Ieri è stata una giornata di fibrillazione e passione in Italia: tutti gli occhi degli analisti, degli opinionisti e degli organi di informazione erano puntati sull’andamento dello spread, che dopo essere sceso nei giorni scorsi intorno ai 300 punti base, è risalito sopra quota 350 punti base. L’indice di Piazza Affari è crollato di -2,21%. I titoli bancari sono andati a picco. L’Italia si è avvicinata di nuovo pericolosamente al cosiddetto baratro. Visi preoccupati dappertutto, catastrofismo a fiotti, paura sparsa a piene mani e raffiche di dati allarmanti. Persino il Vaticano ha ritenuto opportuno pronunciarsi, per bocca del Presidente della Conferenza Episcopale Italiana Bagnasco: “La casa brucia.
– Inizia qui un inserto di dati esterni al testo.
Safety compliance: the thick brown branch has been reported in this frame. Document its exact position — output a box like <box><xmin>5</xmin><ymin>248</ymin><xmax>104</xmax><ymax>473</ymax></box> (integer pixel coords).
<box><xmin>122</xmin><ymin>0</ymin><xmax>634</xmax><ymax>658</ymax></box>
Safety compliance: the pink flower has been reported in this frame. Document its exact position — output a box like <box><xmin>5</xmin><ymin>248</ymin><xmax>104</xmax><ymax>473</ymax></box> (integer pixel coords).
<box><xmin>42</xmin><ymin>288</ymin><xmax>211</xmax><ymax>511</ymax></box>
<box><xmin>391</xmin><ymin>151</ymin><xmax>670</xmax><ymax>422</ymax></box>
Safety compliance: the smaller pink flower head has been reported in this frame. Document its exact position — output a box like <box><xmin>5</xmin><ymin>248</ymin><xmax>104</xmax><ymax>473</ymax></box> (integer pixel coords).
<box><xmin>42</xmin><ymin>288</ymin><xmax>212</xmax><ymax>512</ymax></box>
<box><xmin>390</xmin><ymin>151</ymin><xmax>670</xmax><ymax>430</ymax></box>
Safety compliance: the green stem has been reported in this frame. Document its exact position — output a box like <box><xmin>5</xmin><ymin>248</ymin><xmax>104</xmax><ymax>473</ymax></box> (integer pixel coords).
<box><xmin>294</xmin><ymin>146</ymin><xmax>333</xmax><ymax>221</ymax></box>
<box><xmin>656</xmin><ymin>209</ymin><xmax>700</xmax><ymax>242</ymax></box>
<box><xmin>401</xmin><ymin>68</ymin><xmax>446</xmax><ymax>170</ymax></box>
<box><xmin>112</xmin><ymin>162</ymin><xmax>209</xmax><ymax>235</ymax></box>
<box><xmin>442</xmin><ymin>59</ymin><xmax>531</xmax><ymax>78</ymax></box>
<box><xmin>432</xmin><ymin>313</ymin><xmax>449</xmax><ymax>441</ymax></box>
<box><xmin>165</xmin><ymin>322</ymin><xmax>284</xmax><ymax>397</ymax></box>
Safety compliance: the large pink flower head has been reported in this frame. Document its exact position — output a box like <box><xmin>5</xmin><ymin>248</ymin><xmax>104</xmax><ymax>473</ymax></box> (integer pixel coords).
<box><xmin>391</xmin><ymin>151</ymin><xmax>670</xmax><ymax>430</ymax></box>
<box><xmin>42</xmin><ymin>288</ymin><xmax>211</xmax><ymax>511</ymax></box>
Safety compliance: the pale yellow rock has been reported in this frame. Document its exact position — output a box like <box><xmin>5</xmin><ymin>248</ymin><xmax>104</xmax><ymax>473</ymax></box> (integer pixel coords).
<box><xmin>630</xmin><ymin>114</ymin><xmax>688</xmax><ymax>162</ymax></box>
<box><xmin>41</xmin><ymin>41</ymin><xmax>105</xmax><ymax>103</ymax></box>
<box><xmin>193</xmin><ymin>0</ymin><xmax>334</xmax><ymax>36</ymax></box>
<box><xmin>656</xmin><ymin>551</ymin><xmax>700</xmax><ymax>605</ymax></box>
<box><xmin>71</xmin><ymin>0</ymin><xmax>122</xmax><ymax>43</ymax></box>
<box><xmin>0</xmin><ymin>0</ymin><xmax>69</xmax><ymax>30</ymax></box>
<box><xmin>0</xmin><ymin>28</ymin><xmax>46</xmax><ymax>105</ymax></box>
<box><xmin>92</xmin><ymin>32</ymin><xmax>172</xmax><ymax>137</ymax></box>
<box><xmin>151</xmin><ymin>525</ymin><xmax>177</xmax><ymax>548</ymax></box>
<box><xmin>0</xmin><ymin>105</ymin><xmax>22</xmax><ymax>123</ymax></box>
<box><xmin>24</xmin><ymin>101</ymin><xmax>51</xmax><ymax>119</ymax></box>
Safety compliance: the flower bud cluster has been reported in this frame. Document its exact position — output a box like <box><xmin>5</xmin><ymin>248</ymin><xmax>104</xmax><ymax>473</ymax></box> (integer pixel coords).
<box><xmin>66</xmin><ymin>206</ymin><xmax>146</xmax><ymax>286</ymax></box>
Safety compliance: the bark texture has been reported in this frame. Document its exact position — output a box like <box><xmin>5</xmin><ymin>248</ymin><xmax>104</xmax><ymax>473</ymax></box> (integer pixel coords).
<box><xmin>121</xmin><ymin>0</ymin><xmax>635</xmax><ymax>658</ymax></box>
Irresponsabile chi pensa a sé. Non si possono mandare in malora i sacrifici di un anno. Monti? Errore non avvalersene in futuro”. Ma cosa è accaduto di così straordinariamente minaccioso per l’Italia? Come mai la propaganda di regime italiana si è mossa all’unisono con tanta aggressività e compattezza? E’ accaduto un fatto normalissimo. Uno dei partiti di maggioranza, il PDL, che appoggiava il governo dei banchieri guidato da Monti ha avuto l’insolenza di dire la verità: tutti i dati economici, dal PIL, all’occupazione, alla produzione industriale, ai consumi, ai risparmi, al debito pubblico, alla pressione fiscale sono peggiorati dopo un anno di governo Monti, e quindi il PDL ha preferito non garantire più il suo sostegno incondizionato. Cosa c’è di tanto strano in tutto questo? Niente. E’ una normalissima dinamica democratica che si ripete da sempre in tutti i paese che possono ancora reputarsi tali. Tuttavia nello stato di diritto di eccezione in cui si trova incastrata da anni l’Italia all’interno dell’eurozona, commissariata di fatto dai "mercati" finanziari, ogni azione, che abbia una lontana parvenza di democraticità, diventa incredibilmente pericolosa e delicata.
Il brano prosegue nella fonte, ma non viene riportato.